PS: In the sections that follow, citations illustrate the gist of today’s major message: hospitals are under attack—some deserved, some not. It’s a tough business climate for all of them requiring fresh ideas from a broad set of stakeholders.

PS If you’ve been following the travails of Mission Hospital, Asheville NC—its sale to HCA Healthcare in 2019 under a cloud of suspicion and now its “immediate jeopardy” warning from CMS alleging safety and quality concerns—accountability falls squarely on its Board of Directors. I read the asset purchase agreement between HCA and Mission: it sets forth the principles of operating post-acquisition but does not specify measurable ways patient safety, outcomes, staffing levels and program quality will be defined. It does not appear HCA is in violation with the terms of the APA, but irreparable damage has been done and the community has lost confidence in the new Mission to operate in its best interest. Sadly, evidence shows the process was flawed, disclosures by key parties were incomplete and the hospital’s Board is sworn to secrecy preventing a full investigation.

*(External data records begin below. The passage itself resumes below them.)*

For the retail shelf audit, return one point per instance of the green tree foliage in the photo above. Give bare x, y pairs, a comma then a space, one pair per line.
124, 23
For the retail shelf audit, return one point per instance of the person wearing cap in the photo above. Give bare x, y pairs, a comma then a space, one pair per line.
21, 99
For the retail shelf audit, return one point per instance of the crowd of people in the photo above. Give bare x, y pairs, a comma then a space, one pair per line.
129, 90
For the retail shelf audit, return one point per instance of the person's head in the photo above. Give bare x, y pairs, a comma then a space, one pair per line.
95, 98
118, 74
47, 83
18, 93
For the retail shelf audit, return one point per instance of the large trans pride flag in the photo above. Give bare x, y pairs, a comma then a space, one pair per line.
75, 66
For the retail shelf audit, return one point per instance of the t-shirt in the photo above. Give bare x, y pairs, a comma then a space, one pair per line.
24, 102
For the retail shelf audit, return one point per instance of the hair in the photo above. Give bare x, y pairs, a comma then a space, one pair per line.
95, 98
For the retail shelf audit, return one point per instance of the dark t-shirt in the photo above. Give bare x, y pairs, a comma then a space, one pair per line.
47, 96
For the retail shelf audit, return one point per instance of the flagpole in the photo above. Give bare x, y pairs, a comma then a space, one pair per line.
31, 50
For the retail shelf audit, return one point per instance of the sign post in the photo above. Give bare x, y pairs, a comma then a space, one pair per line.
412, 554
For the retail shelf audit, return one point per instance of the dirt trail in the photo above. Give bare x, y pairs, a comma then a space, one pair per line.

The lessons are 2 for every hospital:

Boards must be prepared vis a vis education, objective data and independent counsel to carry out their fiduciary responsibility to their communities and key stakeholders. And the business of running hospitals is complex, easily prone to over-simplification and misinformation but highly important and visible in communities where they operate.

Business relationships, price transparency, board performance, executive compensation et al can no longer to treated as private arrangements.

The 6 challenges facing health care in 2023—and how to handle them

With input from stakeholders across the industry, Modern Healthcare outlines six challenges health care is likely to face in 2023—and what leaders can do about them.

1. Financial difficulties

In 2023, health systems will likely continue to face financial difficulties due to ongoing staffing problems, reduced patient volumes, and rising inflation.

According to Tina Wheeler, U.S. health care leader at Deloitte, hospitals can expect wage growth to continue to increase even as they try to contain labor costs. They can also expect expenses, including for supplies and pharmaceuticals, to remain elevated.

Health systems are also no longer able to rely on federal Covid-19 relief funding to offset some of these rising costs. Cuts to Medicare reimbursement rates could also negatively impact revenue.

“You’re going to have all these forces that are counterproductive that you’re going to have to navigate,” Wheeler said.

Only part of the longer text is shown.